EU experts reviewing MiFID II bond rules, says Commissioner

European Commission will respond to bond market expert group’s study on impacts of policy on liquidity.

Any changes or alterations to MiFID II’s fixed income pre-trade transparency rules lay in the hands of the European Commission’s corporate bonds expert group.

Niall Bohan, head of the capital markets union unit for the European Commission told delegates about the expert group at the Association for Financial Markets in Europe’s (AFME) market liquidity conference in London this week.

He said the expert group will play a vital role in identifying potential unintended consequences of the rules and if it can formulate alternatives to certain rules, the Commission will address them.

“We will observe the impacts on the performance and functioning of bond markets and we are ready to use the expert group to process and respond to certain considerations,” he said.

The Commission established its corporate bond working group last year and its members include senior figures in fixed income from BlackRock, Union Investments, JP Morgan and MarketAxess.
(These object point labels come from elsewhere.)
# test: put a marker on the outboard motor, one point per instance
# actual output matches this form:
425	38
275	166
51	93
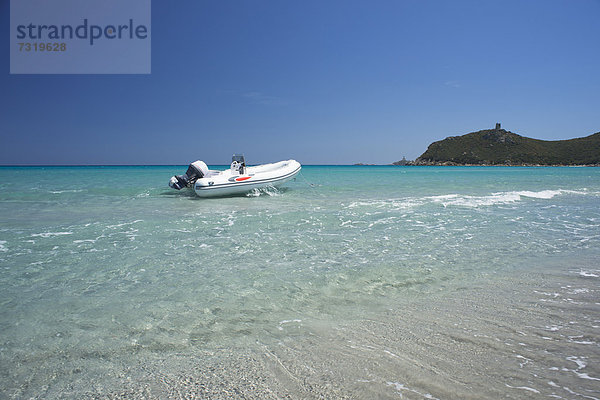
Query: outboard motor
196	170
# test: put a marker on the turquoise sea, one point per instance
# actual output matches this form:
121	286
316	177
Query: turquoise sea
351	282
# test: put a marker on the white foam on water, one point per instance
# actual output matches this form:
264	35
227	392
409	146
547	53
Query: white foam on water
50	234
588	274
269	191
523	388
66	191
125	223
498	197
400	387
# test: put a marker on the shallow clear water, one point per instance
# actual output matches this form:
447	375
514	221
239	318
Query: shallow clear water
359	282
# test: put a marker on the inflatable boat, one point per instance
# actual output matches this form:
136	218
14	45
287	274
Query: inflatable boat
238	179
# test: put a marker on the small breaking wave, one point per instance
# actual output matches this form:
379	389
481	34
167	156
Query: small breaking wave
269	191
498	198
50	234
463	200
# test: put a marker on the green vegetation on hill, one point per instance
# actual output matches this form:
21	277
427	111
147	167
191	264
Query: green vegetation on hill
501	147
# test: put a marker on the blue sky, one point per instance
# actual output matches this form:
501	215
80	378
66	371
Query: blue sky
324	82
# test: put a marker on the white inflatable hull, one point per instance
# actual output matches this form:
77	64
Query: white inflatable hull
229	183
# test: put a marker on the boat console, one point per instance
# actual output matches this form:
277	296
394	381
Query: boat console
196	170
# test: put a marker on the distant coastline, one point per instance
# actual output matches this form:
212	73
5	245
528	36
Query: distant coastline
499	147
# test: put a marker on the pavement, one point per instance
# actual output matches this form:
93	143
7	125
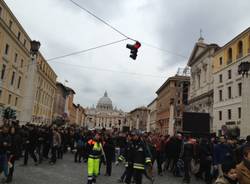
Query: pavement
67	172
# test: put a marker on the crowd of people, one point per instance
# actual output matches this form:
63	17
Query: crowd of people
223	160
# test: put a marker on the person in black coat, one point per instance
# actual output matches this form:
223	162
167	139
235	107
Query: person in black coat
109	149
205	156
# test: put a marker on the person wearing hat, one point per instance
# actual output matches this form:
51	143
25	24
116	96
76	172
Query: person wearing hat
127	158
243	169
94	151
229	174
140	157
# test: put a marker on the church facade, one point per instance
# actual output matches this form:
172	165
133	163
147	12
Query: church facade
104	115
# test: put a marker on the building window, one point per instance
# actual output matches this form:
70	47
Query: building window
15	60
1	11
19	82
220	95
221	61
16	101
13	78
9	99
239	113
229	113
19	35
220	115
229	74
229	56
199	80
229	92
3	71
10	23
240	49
240	89
221	78
6	51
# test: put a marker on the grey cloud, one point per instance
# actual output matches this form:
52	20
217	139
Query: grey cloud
217	19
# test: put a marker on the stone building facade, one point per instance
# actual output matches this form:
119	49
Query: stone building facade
173	91
17	90
139	118
15	56
104	115
152	116
201	81
231	90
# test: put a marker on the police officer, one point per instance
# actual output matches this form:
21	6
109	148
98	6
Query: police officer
94	151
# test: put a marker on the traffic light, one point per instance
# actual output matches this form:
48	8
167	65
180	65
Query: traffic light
134	49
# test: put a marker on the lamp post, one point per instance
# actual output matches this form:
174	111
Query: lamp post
31	83
243	69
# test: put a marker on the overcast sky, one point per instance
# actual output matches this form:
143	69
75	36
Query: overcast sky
172	25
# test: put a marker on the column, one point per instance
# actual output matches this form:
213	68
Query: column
171	118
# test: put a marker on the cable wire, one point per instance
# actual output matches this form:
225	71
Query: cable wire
112	27
86	50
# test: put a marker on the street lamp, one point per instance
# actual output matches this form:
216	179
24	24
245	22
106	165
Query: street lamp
244	68
34	47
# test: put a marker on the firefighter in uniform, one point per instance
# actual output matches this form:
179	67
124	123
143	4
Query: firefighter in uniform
94	151
137	157
124	157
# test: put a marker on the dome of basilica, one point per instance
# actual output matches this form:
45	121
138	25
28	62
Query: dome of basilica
105	103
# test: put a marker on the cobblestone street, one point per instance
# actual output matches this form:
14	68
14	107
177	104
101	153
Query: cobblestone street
67	172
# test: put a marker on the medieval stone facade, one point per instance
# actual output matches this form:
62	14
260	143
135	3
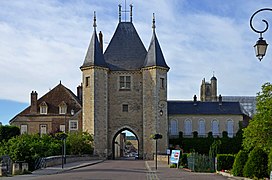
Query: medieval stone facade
122	88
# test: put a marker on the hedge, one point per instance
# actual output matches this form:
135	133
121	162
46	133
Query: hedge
224	161
239	163
256	165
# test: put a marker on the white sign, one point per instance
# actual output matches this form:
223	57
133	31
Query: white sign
174	159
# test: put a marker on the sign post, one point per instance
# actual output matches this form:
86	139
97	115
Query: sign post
174	159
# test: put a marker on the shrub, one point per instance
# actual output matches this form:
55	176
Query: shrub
256	165
184	160
269	166
239	163
224	161
195	134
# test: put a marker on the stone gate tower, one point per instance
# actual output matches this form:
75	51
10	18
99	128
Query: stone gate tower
125	88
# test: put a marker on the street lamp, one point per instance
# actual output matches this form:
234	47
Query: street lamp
156	137
261	45
161	106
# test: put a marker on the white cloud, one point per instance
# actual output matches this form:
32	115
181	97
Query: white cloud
43	42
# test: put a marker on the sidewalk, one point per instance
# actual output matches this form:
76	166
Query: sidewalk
164	172
55	169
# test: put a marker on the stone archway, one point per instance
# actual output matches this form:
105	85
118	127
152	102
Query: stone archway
114	143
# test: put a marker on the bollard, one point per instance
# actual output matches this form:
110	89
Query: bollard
24	167
16	169
3	169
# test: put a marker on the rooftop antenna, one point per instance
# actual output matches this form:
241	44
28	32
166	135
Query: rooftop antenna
94	23
153	22
125	12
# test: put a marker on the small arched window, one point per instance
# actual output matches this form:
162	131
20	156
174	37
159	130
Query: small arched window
201	128
230	128
173	127
187	127
43	108
62	108
215	127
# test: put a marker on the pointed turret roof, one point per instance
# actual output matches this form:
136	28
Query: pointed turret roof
94	56
125	50
154	55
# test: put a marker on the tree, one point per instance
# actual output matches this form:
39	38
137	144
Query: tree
256	165
259	131
7	132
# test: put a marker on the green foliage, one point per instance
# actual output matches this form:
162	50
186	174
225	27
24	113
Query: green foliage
259	131
269	166
239	163
214	149
184	160
224	161
202	145
7	132
29	148
200	163
79	143
256	165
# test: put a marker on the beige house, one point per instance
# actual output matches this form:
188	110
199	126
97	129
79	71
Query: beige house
57	110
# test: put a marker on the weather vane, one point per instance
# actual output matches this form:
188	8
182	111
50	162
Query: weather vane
125	11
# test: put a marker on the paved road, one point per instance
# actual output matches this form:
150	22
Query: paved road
125	170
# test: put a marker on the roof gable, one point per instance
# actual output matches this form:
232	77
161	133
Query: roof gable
94	55
125	50
58	95
154	55
205	108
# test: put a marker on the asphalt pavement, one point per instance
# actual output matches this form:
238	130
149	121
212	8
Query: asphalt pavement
162	172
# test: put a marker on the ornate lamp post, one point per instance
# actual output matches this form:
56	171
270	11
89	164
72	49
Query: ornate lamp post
156	137
261	45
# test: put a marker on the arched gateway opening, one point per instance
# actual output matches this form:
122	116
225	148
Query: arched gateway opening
125	145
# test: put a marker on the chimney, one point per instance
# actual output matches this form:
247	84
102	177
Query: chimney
195	100
33	102
79	92
101	41
220	100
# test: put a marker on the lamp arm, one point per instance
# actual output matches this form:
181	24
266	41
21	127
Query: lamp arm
266	23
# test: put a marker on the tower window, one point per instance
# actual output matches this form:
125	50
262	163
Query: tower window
162	83
125	108
125	82
87	81
43	108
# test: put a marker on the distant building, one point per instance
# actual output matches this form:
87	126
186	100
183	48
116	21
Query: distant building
125	88
57	110
248	102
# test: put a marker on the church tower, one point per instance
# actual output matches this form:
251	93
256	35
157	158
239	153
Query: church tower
95	95
208	91
155	119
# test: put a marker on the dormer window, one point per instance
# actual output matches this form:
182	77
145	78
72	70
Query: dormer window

The expert group is currently working on a corporate bond market liquidity study - to be published in September 2017 - and the Commission will respond to any recommended changes to policy.

Bohan added he does not expect any further delays to MiFID II implementation, even if the authority decides to alter rules before the January 2018 deadline.

“We’ve had a painful experience of delaying MiFID II which I don’t think will be repeated. We are already in discussion with the marketplace on liquidity and how we have approached pre-trade transparency, but I wouldn’t put a particular date on any changes.”

Bohan concluded: “When we are down to level two or three pace, we will have more opportunity to recalibrate and revisit specific, but we’d need a good steer and set of reasons to do that.”

Fixed income traders have warned pre-trade transparency rules under MiFID II will undermine already diminishing liquidity and no realistic solution to the problem currently exists.

If regulators do not step in, the buy-side has said it means end investors could lose out as price manipulation and information leakage could increase under the new rules.